The Centers for Disease Control and Prevention recommends that school desks be 6 feet apart when feasible to reduce risk.
Rosenlee predicted the 3-foot separation could lead to the eventual shutdown of the entire school system, leaving it to implement 100% virtual learning once again.
What’s more, he said, it could exacerbate the DOE’s teacher shortage by driving away personnel who don’t want to risk contracting COVID-19. He estimated that 30% to 40% of teachers are at risk either because they have an underlying condition or are older and therefore more vulnerable.
“Teachers are not sacrificial lambs in the desire to open our schools,” he said.
Rosenlee urged teachers and parents to “inundate” the state Board of Education’s meeting Thursday and demand that desks be required to be kept a minimum of 6 feet apart.
Earlier in the day, schools Superintendent Christine Kishimoto noted the department already achieved consensus with the HSTA in regard to the plan.
Answering questions in one of Kapolei’s classrooms with desks spaced farther apart, Kishimoto said various models of school operation were devised for the schools during months of preparation.
The models include 100% face-to-face learning, where all students are on campus daily for instruction, and various blended configurations with both in-person learning and structured online learning.

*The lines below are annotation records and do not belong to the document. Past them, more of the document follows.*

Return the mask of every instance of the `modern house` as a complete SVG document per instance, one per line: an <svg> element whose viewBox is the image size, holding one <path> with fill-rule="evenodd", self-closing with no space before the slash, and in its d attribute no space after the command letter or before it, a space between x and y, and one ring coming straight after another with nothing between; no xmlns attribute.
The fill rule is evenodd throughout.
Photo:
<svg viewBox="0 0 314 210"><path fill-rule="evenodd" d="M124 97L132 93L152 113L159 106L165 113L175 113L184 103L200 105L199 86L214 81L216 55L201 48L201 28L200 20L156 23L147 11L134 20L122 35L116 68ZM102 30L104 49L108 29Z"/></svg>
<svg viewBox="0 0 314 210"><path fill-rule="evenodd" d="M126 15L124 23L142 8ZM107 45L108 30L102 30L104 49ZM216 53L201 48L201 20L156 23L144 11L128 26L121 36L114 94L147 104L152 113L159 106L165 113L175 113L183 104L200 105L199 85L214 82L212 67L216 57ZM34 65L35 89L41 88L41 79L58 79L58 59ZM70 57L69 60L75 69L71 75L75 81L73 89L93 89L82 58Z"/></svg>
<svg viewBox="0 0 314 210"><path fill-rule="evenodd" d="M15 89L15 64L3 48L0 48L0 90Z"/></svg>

Priority for daily in-school instruction will be given to K-2 students and vulnerable students who need extra support, officials said.

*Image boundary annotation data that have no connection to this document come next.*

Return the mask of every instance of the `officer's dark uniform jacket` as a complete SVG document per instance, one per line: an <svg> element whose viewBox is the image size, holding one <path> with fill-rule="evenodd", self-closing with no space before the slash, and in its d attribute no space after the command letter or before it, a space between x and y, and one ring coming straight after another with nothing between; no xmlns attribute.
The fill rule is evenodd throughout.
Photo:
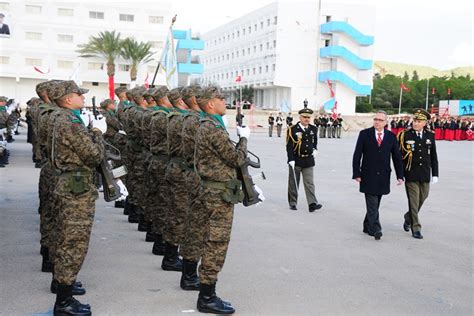
<svg viewBox="0 0 474 316"><path fill-rule="evenodd" d="M314 167L313 150L318 149L317 127L309 124L306 129L297 124L288 128L286 133L286 153L288 162L302 168Z"/></svg>
<svg viewBox="0 0 474 316"><path fill-rule="evenodd" d="M431 176L438 177L438 155L435 135L423 130L420 139L414 129L407 129L398 135L406 182L430 182Z"/></svg>

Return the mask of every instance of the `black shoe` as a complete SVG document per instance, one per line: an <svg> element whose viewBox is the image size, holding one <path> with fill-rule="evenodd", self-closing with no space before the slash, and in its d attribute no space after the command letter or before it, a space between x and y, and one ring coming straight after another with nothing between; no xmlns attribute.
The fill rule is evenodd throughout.
<svg viewBox="0 0 474 316"><path fill-rule="evenodd" d="M72 297L72 287L72 285L58 284L54 316L90 316L92 314L89 304L81 304Z"/></svg>
<svg viewBox="0 0 474 316"><path fill-rule="evenodd" d="M382 232L381 231L378 231L378 232L375 232L374 233L374 238L375 240L380 240L380 238L382 238Z"/></svg>
<svg viewBox="0 0 474 316"><path fill-rule="evenodd" d="M181 288L186 291L199 291L199 277L197 275L197 262L183 259L183 272L181 274Z"/></svg>
<svg viewBox="0 0 474 316"><path fill-rule="evenodd" d="M49 261L49 255L43 256L43 261L41 262L41 272L53 272L54 264Z"/></svg>
<svg viewBox="0 0 474 316"><path fill-rule="evenodd" d="M49 289L51 290L51 293L56 294L58 292L58 281L53 279L53 281L51 281L51 286ZM81 282L75 281L72 284L71 293L72 295L84 295L86 294L86 289L82 287Z"/></svg>
<svg viewBox="0 0 474 316"><path fill-rule="evenodd" d="M146 242L155 242L155 240L156 240L156 234L152 233L150 231L147 231L146 236L145 236L145 241Z"/></svg>
<svg viewBox="0 0 474 316"><path fill-rule="evenodd" d="M410 223L408 223L406 220L403 222L403 230L406 232L410 231Z"/></svg>
<svg viewBox="0 0 474 316"><path fill-rule="evenodd" d="M124 208L125 207L125 201L124 200L115 201L114 207L115 208Z"/></svg>
<svg viewBox="0 0 474 316"><path fill-rule="evenodd" d="M234 307L230 302L224 302L216 295L216 285L201 284L199 288L199 297L197 309L201 313L210 314L233 314Z"/></svg>
<svg viewBox="0 0 474 316"><path fill-rule="evenodd" d="M183 261L178 255L178 246L165 243L165 256L161 261L161 269L165 271L183 271Z"/></svg>
<svg viewBox="0 0 474 316"><path fill-rule="evenodd" d="M151 252L157 256L165 255L165 242L163 241L162 235L155 236L155 242L153 243L153 249Z"/></svg>
<svg viewBox="0 0 474 316"><path fill-rule="evenodd" d="M314 211L316 211L316 210L319 210L321 207L323 207L323 206L322 206L321 204L319 204L319 203L311 203L311 204L309 205L309 211L310 211L310 212L314 212Z"/></svg>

Each school will inform families about their selected models in the coming days.
However, parents who prefer virtual-only learning will be able to access the department’s E-School for students in grades 6-12. Officials are still exploring virtual options for elementary students, Kishimoto said.

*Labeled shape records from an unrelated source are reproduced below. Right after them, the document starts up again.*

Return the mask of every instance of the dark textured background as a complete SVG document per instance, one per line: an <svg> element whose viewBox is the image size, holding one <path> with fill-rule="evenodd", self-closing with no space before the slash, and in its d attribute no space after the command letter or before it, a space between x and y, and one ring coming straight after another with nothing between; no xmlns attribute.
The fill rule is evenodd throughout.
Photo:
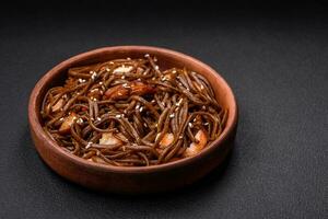
<svg viewBox="0 0 328 219"><path fill-rule="evenodd" d="M327 218L327 10L168 3L2 7L0 218ZM42 162L27 126L34 84L73 55L130 44L189 54L229 81L239 127L223 172L131 197L87 191Z"/></svg>

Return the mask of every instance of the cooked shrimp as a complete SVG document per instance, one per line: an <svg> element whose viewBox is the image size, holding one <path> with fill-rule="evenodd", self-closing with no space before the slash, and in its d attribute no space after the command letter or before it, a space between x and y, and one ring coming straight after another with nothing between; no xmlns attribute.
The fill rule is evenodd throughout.
<svg viewBox="0 0 328 219"><path fill-rule="evenodd" d="M198 142L190 143L190 146L185 150L183 154L185 158L198 154L208 142L207 134L202 129L197 131L195 139L198 140Z"/></svg>
<svg viewBox="0 0 328 219"><path fill-rule="evenodd" d="M78 116L75 113L71 113L70 115L68 115L65 120L62 122L60 128L59 128L59 132L60 134L68 134L70 132L71 126L73 125L73 123L77 120Z"/></svg>
<svg viewBox="0 0 328 219"><path fill-rule="evenodd" d="M102 138L99 139L99 145L122 145L122 141L116 138L113 132L102 134Z"/></svg>

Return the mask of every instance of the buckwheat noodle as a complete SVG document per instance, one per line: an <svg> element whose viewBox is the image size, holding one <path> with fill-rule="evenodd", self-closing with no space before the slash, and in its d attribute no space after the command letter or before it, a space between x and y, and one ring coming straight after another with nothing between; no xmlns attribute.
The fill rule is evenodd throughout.
<svg viewBox="0 0 328 219"><path fill-rule="evenodd" d="M108 165L196 155L222 134L227 110L201 74L156 62L145 55L70 68L43 100L44 130L69 153Z"/></svg>

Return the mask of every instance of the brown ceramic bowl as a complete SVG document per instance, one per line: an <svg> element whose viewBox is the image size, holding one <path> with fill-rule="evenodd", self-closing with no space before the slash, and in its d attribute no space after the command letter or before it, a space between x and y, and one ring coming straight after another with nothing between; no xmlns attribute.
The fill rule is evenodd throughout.
<svg viewBox="0 0 328 219"><path fill-rule="evenodd" d="M215 92L221 105L229 110L223 134L198 155L166 164L138 168L110 166L93 163L63 151L43 130L40 118L42 100L46 91L62 84L67 69L116 58L136 58L151 54L157 57L159 66L187 67L204 76ZM31 135L42 159L61 176L83 186L115 193L153 193L186 186L222 164L233 148L237 127L237 105L225 80L203 62L168 49L147 46L105 47L74 56L48 71L32 91L28 104Z"/></svg>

In addition, the department is preparing for the possibility of school closures by, among other things, upgrading internet accessibility and expanding course offerings for credits toward graduation, she said.
Consulting with the state Department of Health, the DOE created base-line recommendations for schools that include:
>> A distance of 6 feet between students and staff members should be maintained whenever possible.
>> Face coverings should be worn by employees, students and visitors, especially when physical distancing is difficult or impossible.
>> Meals will be consumed in classrooms or at designated outdoor locations or in cafeterias under distancing precautions.
>> Windows should be opened for more natural air circulation when possible.
>> Employees, students and visitors should be screened for overt signs of illness.
>> Cleaning supplies, soap, disinfecting wipes and hand sanitizer will be made available to schools and offices.
>> Campuses, classrooms and offices will be cleaned and disinfected frequently, with high-touch surfaces cleaned and disinfected at least daily.
>> For on-campus learning, the same group of students should be kept with the same staff throughout the day — all day for younger students and as much as possible for older students.
State Health Director Bruce Anderson said keeping students in the same groups will create “ohana bubbles” that aim to cut down on the potential spread of COVID-19, make contact tracing easier and possibly prevent an entire school from being shut down.
Kishimoto said Hawaii’s schools, as usual, will be the first statewide system to launch the new school year, and the entire country will be watching how it goes.
With Hawaii having the lowest infection rate in the U.S., Hawaii’s schools are in a “terrific position” to reopen, Anderson said.
“We’re a test case for the nation,” he said. “This is all new territory. We’re learning as we go along, and we can make adjustments as necessary.”